How I perceived myself:
How I actually was:
My English teacher at the time was a very nice guy, but a real square cat. He seemed ancient to me but in retrospect he was probably thirty or thirty-five at the most. Balding, button-down shirt, sans-a-belt slacks, comfortable shoes--he represented everything in life that I despised. I lived in a world where turned up collars, sharkskin jackets, gabardine slacks, two-tone shoes, and bright colors designed to offend the sensibilities were the ideal. I always was a weird kid. I just thought that 1956 looked a lot cooler, and I guess I still do.
One day the aforementioned English teacher asked us all to write a paper about a song that meant something to us. He said it could be any song, as long as it meant something.
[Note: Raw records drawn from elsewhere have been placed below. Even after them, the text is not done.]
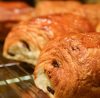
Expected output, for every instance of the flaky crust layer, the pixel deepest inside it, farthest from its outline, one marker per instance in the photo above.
(72, 66)
(33, 34)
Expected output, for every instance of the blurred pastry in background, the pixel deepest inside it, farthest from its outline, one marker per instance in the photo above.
(10, 14)
(90, 11)
(27, 39)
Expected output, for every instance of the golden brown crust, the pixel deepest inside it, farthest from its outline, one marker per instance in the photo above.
(72, 65)
(38, 31)
(90, 11)
(10, 14)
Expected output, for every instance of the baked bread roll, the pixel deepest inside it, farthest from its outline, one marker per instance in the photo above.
(28, 38)
(90, 11)
(10, 14)
(69, 66)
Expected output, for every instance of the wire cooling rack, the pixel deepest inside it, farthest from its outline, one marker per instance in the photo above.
(17, 81)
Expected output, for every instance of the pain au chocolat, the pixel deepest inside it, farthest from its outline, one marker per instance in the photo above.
(69, 66)
(27, 39)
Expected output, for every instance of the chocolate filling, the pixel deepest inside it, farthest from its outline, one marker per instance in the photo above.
(50, 90)
(55, 63)
(11, 54)
(25, 44)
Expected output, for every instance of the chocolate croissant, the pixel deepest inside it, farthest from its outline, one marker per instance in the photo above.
(90, 11)
(28, 38)
(69, 66)
(10, 14)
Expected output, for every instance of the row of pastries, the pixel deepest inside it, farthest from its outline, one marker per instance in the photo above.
(62, 40)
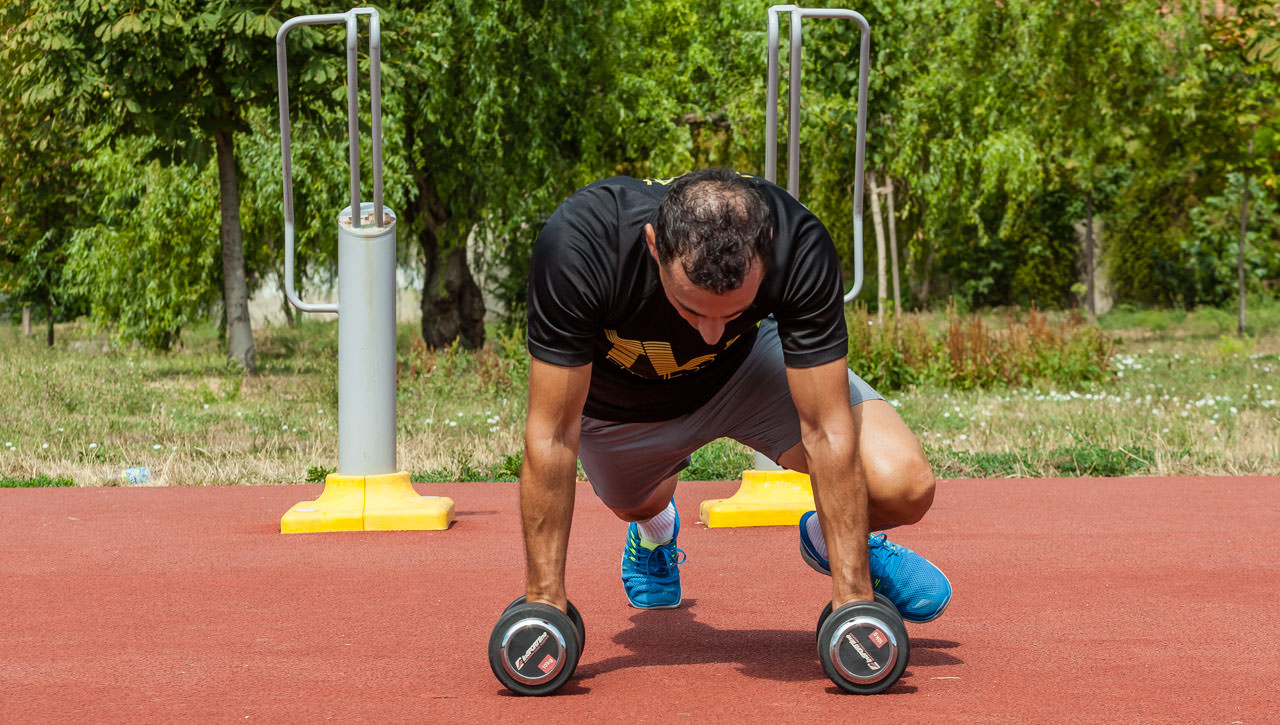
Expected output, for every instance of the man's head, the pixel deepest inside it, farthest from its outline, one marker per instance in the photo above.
(712, 242)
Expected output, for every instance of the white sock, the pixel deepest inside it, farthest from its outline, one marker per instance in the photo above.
(661, 528)
(814, 529)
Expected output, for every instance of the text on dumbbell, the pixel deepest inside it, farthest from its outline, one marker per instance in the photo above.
(858, 647)
(542, 638)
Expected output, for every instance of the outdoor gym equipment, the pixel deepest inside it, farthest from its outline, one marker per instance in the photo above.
(368, 492)
(771, 496)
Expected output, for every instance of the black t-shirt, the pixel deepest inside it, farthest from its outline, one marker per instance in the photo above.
(594, 296)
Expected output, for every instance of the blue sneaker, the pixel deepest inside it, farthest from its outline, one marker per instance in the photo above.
(918, 588)
(650, 575)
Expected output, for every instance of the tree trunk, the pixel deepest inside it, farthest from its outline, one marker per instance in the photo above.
(240, 332)
(892, 246)
(1089, 267)
(1239, 247)
(452, 304)
(927, 283)
(286, 305)
(878, 222)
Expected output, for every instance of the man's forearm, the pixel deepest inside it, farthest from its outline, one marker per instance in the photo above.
(840, 492)
(547, 486)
In my rebellious world, I thought that the rock music that had been popular since the late 1960s hippie movement was the worst thing that had ever happened in the history of the world. In my mind, before Sgt. Pepper taught the band to play, everything had been cool, fun, unpretentious, and exciting. After the Beatles, the Doors, Bob Dylan, and all the Fleetwood Mac-era pretenders followed suit, all I could see was a bunch of pretentious, self-important rock star "artistes" who were really serious about their "lyrics," and who were always talking about peace and love and a bunch of other subjects that had nothing to do with me getting laid. I had no use for this so-called "important" rock music.
In a grand act of rebellion, I wrote my English paper about a Gene Vincent song, cut in 1956 and released in April, 1957, entitled "B-I-Bickey-Bi-Bo-Bo-Go." It was a nonsense song. The lyrics meant nothing. My English paper reflected the fact that I thought it was important to have some music that was about fun and nothing else. I pleaded that not all music had to be "important" and needed dissection of the lyrics like some mopey art school student. I wish I had kept the paper, because as I remember, it was quite well-written. I made my case as well as a 15-year old free thinker iconoclast could.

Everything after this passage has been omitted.